= Tectamus =

Hero of ancient Greek mythology

Tectamus (/'tEkt@m@s/; Τέκταμος) was a king of Crete and hero of ancient Hellenic mythology. He was also called Tectaphus, Teutamus (Τεύταμος), Tectauus (Τεκταῦος) and Tectaeus (Τεκταῖος).

== Name ==
Joseph Vendryes had suggested that the name Teutamus, after the legendary Pelasgian founder, may contain the Proto-Indo-European root *teutéh_{a}- ('tribe, people').

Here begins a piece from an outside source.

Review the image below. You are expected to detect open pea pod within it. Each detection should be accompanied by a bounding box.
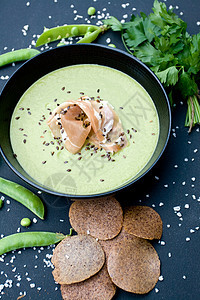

Later scholars proposed a relation of Pelasgian Teutamus with similar names that appear in Italy in later times.

== Genealogy ==
Tectamus was the son of Dorus and grandson of Hellen. He married Cretheus’s daughter who gave birth to his son Asterion.

== Mythology ==
According to Diodorus Siculus, Tectamus invaded Crete together with a horde of Aeolian and Pelasgian settlers and became the island's king. It was the third of the tribes that migrated to Crete. According to another version, Tectamus was a chief of Dorians and Achaeans.

== In later Greek historiography ==
Historian Ctesias wrote of a king of "Assyrian" provenance named Teutamus, and this historical personage appears in an epic tale involving Memnon, son of Eos.